Dia desses, um programa esportivo de uma TV por assinatura discutia, não lembro por que motivo, a origem da expressão “pícara sonhadora”, que dava nome a uma novela mexicana. Na tentativa de interagir com os apresentadores, enviei pelas redes sociais a explicação. Como sempre acontece comigo, minha contribuição não foi ao ar, enquanto desfilavam mensagens de outros telespectadores repletas de erros de ortografia, mas que atendiam às expectativas desse tipo de programa.

Os fracassados como eu estão sempre no lugar errado e no contexto mais errado ainda porque, como alguém já disse, vivemos no país dos espertos. Então aproveitei para pesquisar mais sobre o pícaro e escrever um pequeno ensaio sobre o tema, afinal meus 5 leitores (eram 7, mas um se suicidou e outro me “cancelou” por causa da política) valorizam os esforços deste plumitivo (palavra que encontrei em Proust, cujo significado merece outro ensaio).

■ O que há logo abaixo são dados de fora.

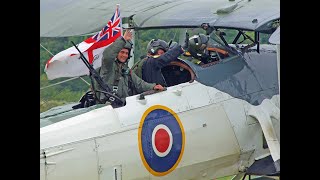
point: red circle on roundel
(162, 140)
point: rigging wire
(44, 101)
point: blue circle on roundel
(154, 118)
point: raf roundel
(161, 140)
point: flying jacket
(113, 70)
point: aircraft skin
(204, 129)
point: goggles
(159, 43)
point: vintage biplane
(217, 119)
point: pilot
(158, 56)
(115, 73)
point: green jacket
(112, 69)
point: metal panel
(173, 97)
(121, 149)
(196, 93)
(74, 161)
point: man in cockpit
(158, 56)
(116, 74)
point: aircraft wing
(59, 18)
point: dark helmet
(197, 44)
(155, 44)
(128, 46)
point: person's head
(157, 47)
(124, 53)
(197, 44)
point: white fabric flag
(67, 63)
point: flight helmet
(128, 46)
(197, 44)
(155, 44)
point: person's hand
(173, 45)
(185, 45)
(127, 35)
(158, 87)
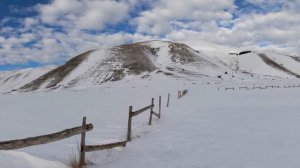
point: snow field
(206, 128)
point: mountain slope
(149, 58)
(113, 64)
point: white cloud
(159, 19)
(62, 28)
(84, 14)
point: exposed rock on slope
(150, 58)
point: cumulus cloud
(65, 28)
(84, 14)
(165, 13)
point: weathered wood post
(168, 100)
(151, 110)
(129, 124)
(159, 107)
(82, 145)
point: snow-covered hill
(142, 60)
(12, 80)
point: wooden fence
(137, 112)
(90, 148)
(262, 87)
(44, 139)
(181, 93)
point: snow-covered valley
(206, 128)
(212, 126)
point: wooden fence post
(129, 124)
(82, 145)
(151, 110)
(168, 100)
(159, 107)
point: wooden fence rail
(91, 148)
(43, 139)
(132, 114)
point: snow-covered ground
(206, 128)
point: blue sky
(36, 33)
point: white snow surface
(10, 80)
(213, 60)
(209, 127)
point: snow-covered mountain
(144, 59)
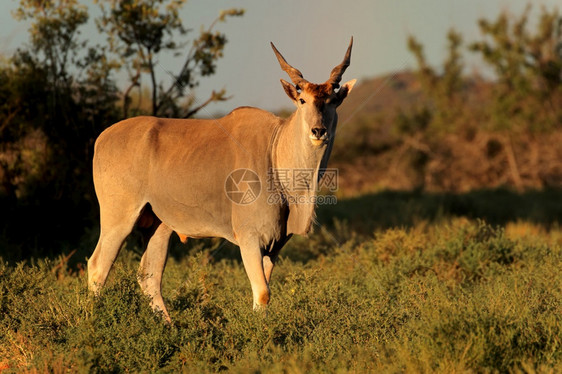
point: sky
(312, 35)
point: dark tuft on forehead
(320, 91)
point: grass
(439, 292)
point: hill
(375, 149)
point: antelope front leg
(253, 263)
(152, 267)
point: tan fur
(174, 175)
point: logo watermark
(243, 186)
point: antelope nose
(318, 132)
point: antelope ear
(290, 90)
(345, 89)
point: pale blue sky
(313, 36)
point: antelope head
(316, 103)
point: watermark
(243, 186)
(277, 198)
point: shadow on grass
(405, 209)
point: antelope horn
(294, 74)
(337, 72)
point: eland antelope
(207, 178)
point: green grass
(440, 293)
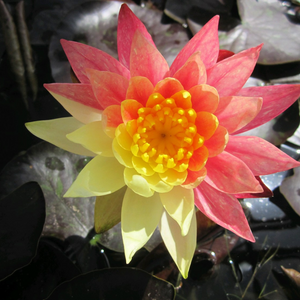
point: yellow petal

Lembro-me da expressão quando estudava literatura espanhola na universidade, com a professora Lélia Almeida (que vai me perdoar se cometo algum equívoco). Estudamos as personagens picarescas, que eram tipos sociais que protagonizavam algumas novelas, entre elas “El Lazarillo de Tormes”, narrativa anônima de 1554. Eram indivíduos que se davam bem usando de várias artimanhas, enganando os outros, driblando regras. Em outros termos, é um anti-herói, ou seja, é um protagonista que tem predicados um tanto quanto duvidosos, ao contrário do herói idealizado, perfeito, das novelas de cavalaria ou da prosa romântica.

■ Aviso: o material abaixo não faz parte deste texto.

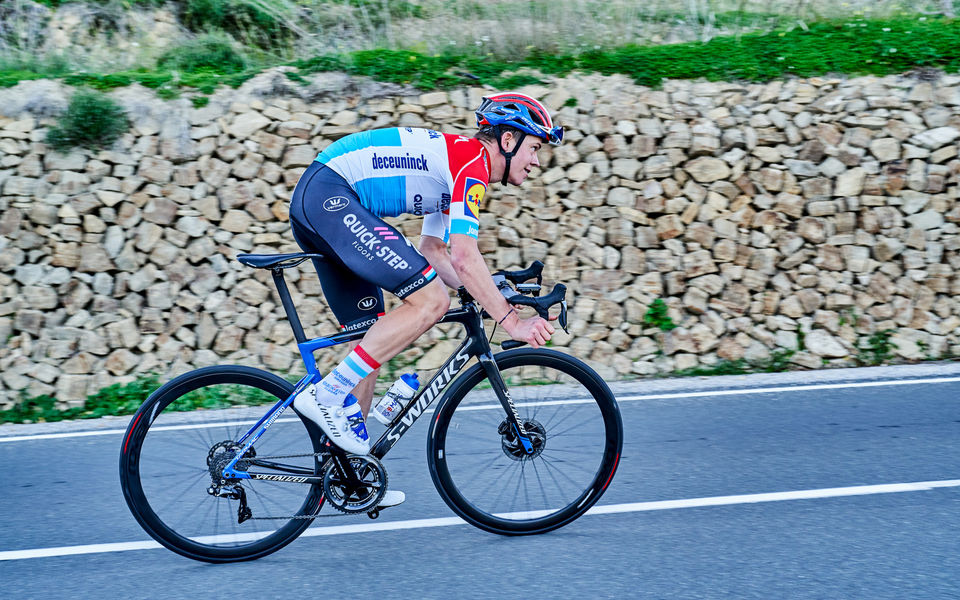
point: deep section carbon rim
(486, 476)
(182, 437)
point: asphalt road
(789, 486)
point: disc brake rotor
(513, 447)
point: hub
(513, 447)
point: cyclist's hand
(534, 331)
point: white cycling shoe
(343, 425)
(392, 498)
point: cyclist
(337, 209)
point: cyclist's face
(525, 159)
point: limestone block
(707, 169)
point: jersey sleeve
(436, 225)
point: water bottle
(396, 398)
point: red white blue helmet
(519, 111)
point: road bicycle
(522, 442)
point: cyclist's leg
(372, 251)
(356, 303)
(327, 215)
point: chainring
(220, 456)
(363, 498)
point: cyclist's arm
(435, 251)
(473, 272)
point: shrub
(261, 23)
(92, 120)
(210, 52)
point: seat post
(288, 307)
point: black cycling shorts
(363, 254)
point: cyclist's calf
(430, 302)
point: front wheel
(175, 449)
(486, 476)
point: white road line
(621, 399)
(860, 490)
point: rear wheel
(173, 454)
(483, 472)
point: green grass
(878, 47)
(92, 120)
(118, 399)
(125, 399)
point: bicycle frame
(474, 345)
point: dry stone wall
(801, 213)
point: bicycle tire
(580, 387)
(149, 492)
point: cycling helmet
(520, 112)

De pícaro vem a expressão picareta (nada a ver com o instrumento de trabalho de gente nada pícara), tão usada hoje em dia para rotular quem ganha a vida enganando os outros, como certos pastores e quase todos os políticos.

Na cultura brasileira, o equivalente é a figura do malandro, presente desde o romance “Memórias de um sargento de milícias”, Manuel Antônio de Almeida, passando pelas letras de sambas de breque de, entre outros, Moreira da Silva, o samba de morro de Bezerra da Silva, com bordões como “malandro é malandro, mané é mané”, até chegar ao “vai, malandra” da Anitta e os “drãos” do RAP. Um artista que ajudou a imortalizar a personagem foi Chico Buarque em muitas canções e, principalmente, no musical “A ópera do malandro”, que também virou livro.

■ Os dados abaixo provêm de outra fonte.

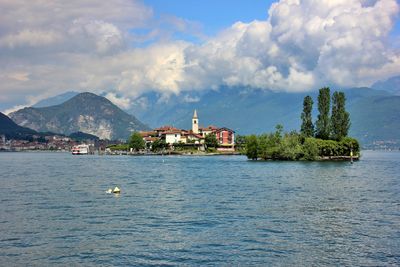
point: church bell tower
(195, 123)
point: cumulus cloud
(47, 47)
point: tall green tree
(307, 127)
(252, 147)
(323, 124)
(136, 141)
(340, 117)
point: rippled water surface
(198, 211)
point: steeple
(195, 123)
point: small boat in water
(80, 150)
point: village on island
(169, 139)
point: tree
(252, 147)
(211, 140)
(136, 141)
(340, 117)
(323, 125)
(307, 127)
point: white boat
(80, 150)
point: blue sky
(213, 15)
(125, 48)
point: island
(326, 139)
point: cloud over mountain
(47, 47)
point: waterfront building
(194, 137)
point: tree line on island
(326, 139)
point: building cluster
(194, 137)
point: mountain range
(13, 131)
(85, 112)
(374, 112)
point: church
(193, 137)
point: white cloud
(47, 47)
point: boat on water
(80, 150)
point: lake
(177, 210)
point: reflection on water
(198, 210)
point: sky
(124, 48)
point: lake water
(177, 210)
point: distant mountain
(374, 113)
(55, 100)
(85, 112)
(11, 130)
(391, 85)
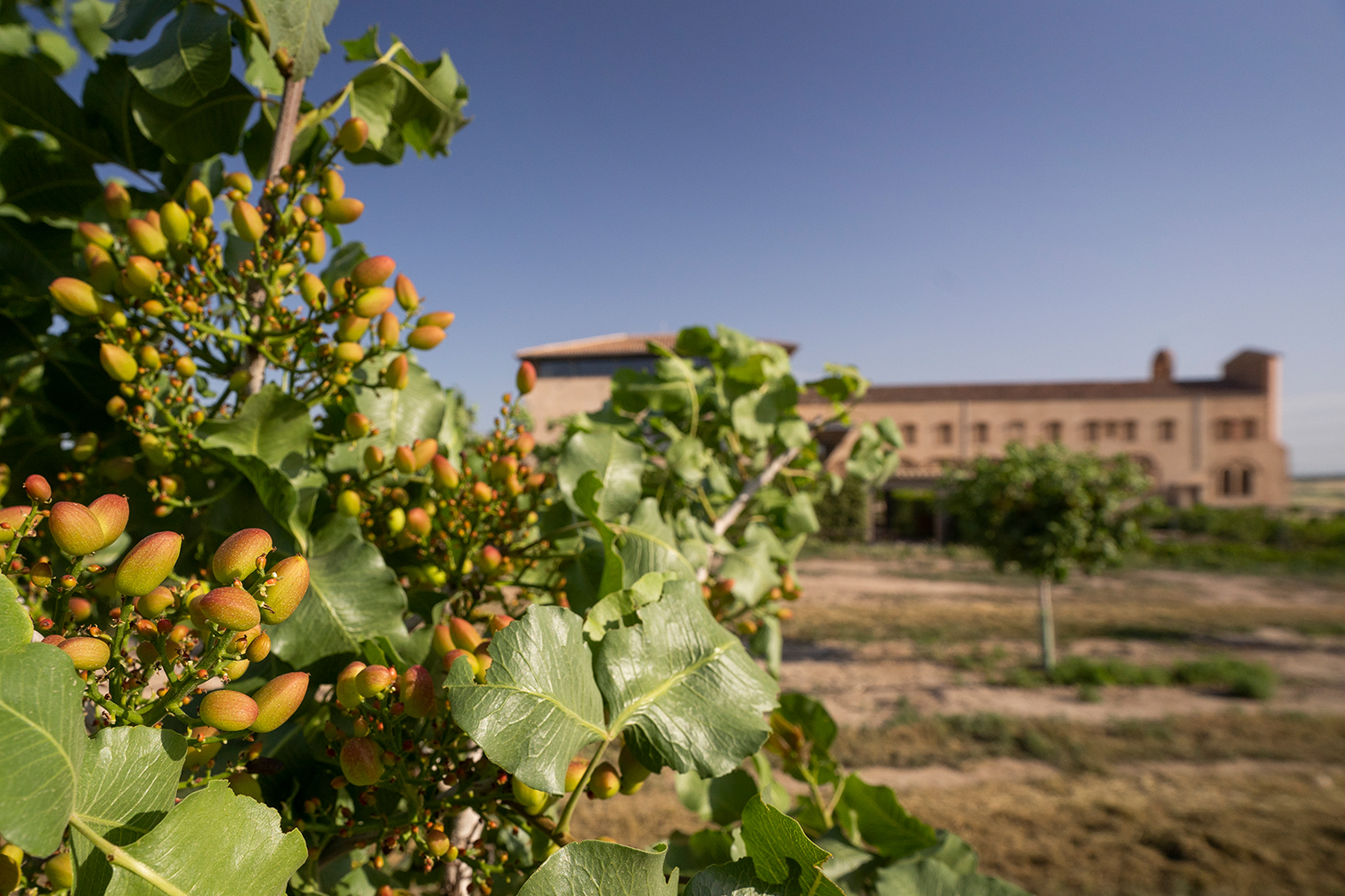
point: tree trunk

Talvez o grande pícaro da Literatura brasileira seja o protagonista de “Macunaíma, o herói sem nenhum caráter”, de Mário de Andrade, romance que foi levado ao cinema pelo diretor Joaquim Pedro de Andrade. Adepto da lei do menor esforço (“ai, que preguiça” é seu bordão), Macunaíma consegue sobreviver à custa do trabalho dos irmãos e praticando atividades nem um pouco éticas, inclusive furtar. O leitor, no entanto, se delicia com as aventuras do bom malandro e torce para que ele alcance seus objetivos. Chamado ironicamente pelo narrador de “o herói de nossa gente”, epíteto que aparece no título, é na verdade um anti-herói sem caráter, uma representação bem fiel da identidade de boa parte do povo brasileiro, que dribla a ética, às vezes para sobreviver, outras só para se dar bem mesmo e enriquecer.

“A maior malandragem do mundo é viver”, canta na música “Paz interior” o grupo RZO, uma das bandas mais representativas do RAP nacional, forma de poesia que representa a população dos bairros pobres. Somos todos pícaros, portanto. A maioria, porém, só se dá mal. A arte, pelo menos, nos distrai e nos faz refletir sobre nossa condição.